Singh disse que mobiliza sua rede de jovens até se ouve falar de um muçulmano andando de carro tarde da noite, se suspeitar que o veículo contenha vacas.
O trabalho pode ser letal: um dos homens que coopera com ele foi morto numa operação noturna, seis meses atrás.
"Vamos pegar essa gente, mesmo que nossos homens sejam mortos", falou Singh ao lado das manjedouras do abrigo, onde dezenas de vacas se alimentavam e o ar recendia a esterco.
Não é de hoje que os partidos políticos usam questões religiosas para incentivar os eleitores a irem às urnas. Antes das eleições em Uttar Pradesh, este ano, líderes do partido Bharatiya Janata (BJP) criticaram a frequentemente citada mas nunca comprovada prática da "jihad de amor", em que homens muçulmanos supostamente seduzem mulheres hindus.
A narrativa é vista amplamente como tentativa de polarizar os eleitores.
Uma das mais divulgadas acusações de jihad do amor foi desmentida esta semana, quando uma mulher veio a público para dizer que fugiu de vontade própria com seu namorado muçulmano e que seus pais a pressionaram a fazer uma falsa denúncia de estupro coletivo e conversão forçada.
A agitação em torno dos boatos sobre matança de vacas ainda não alcançou esse ponto febril. Na sede do BJP em Mewat, em Nuh, a capital do distrito, um candidato local, Sanjay Singh, estava incomodado com o fato de as vacas serem abertamente vinculadas a promessas de campanha.
"Trata-se de uma questão emocional, não de uma questão eleitoral", falou Singh, sentado diante de um cartaz de campanha com uma imagem ampliada do rosto do primeiro-ministro Modi. "É um problema religioso para toda a sociedade hindu."
Muitos muçulmanos em Mewat dizem que os casos que chegam aos tribunais parecem ser suspeitos. Eles observam que a força policial de Mewat é dominada por hindus.

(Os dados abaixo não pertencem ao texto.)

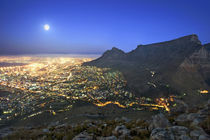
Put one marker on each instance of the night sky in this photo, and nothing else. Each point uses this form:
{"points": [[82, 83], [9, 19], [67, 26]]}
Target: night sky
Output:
{"points": [[93, 26]]}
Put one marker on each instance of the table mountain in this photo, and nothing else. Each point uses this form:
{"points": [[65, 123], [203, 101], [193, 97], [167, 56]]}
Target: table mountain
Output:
{"points": [[180, 66]]}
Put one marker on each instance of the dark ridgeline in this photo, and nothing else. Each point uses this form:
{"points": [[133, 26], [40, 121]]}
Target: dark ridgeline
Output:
{"points": [[177, 66]]}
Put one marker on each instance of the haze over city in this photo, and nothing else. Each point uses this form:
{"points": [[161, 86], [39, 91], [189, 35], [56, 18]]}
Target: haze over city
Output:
{"points": [[104, 70], [94, 26]]}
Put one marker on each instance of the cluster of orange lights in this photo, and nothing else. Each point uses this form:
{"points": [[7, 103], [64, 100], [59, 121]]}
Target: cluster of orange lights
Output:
{"points": [[161, 103], [204, 91]]}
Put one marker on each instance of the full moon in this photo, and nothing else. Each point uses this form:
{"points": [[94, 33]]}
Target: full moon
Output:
{"points": [[46, 27]]}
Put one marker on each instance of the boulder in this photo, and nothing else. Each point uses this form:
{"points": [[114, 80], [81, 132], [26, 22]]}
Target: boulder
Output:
{"points": [[179, 130], [161, 134], [121, 130], [108, 138], [159, 121], [204, 137], [83, 136], [197, 132]]}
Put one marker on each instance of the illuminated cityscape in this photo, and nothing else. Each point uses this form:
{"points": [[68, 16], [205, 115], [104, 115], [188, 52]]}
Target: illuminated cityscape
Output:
{"points": [[52, 84]]}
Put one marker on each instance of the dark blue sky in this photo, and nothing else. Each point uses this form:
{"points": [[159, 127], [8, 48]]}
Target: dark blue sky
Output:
{"points": [[93, 26]]}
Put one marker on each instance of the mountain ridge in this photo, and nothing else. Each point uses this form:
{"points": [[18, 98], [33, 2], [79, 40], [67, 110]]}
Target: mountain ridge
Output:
{"points": [[166, 60]]}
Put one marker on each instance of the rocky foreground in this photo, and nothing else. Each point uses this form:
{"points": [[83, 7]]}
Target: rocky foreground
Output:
{"points": [[193, 124]]}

O agricultor Hafiz Mohammad Hanif, 47 anos, opinou que o BJP está apenas provocando boatos sobre matanças de vacas, para fins eleitorais.
"Cada vez que uma vaca é morta, é um hindu quem o faz", ele disse. "Eles matam vacas e jogam partes dos corpos em nossas terras, para nos denegrir."
De acordo com Hanif, os abrigos de vacas são negócios comerciais, e os chamados protetores de vacas arrebanham animais que vagam à-toa e os vendem com lucro. "Se o preço fosse suficientemente bom, venderiam vacas até para mim."
Mahinder Pal Singh, que dirige o abrigo de vacas, diz que a população hindu na região diminuiu muito nos últimos anos. Para ele, isso faz parte de um complô muçulmano. Ele acha que o contrabando de vacas e as conversões religiosas têm por objetivo enfraquecer os hindus na região.
"Querem criar um Estado onde os terroristas possam vir para encontrar refúgio", disse Singh.
Ele se mostrou mais animado quando falou da reverência que sente pelas vacas, cujo leite, afirma, pode curar a Aids e o câncer.
Singh disse que a ex-primeira-ministra Indira Gandhi deu 15 vacas indianas à União Soviética enquanto esteve no poder e que as bactérias do leite das vacas ajudaram a proteger alguns moradores de Chernobyl dos efeitos do desastre nuclear na cidade.
"Consideramos as vacas mais meritórias que nossas próprias mães", ele concluiu.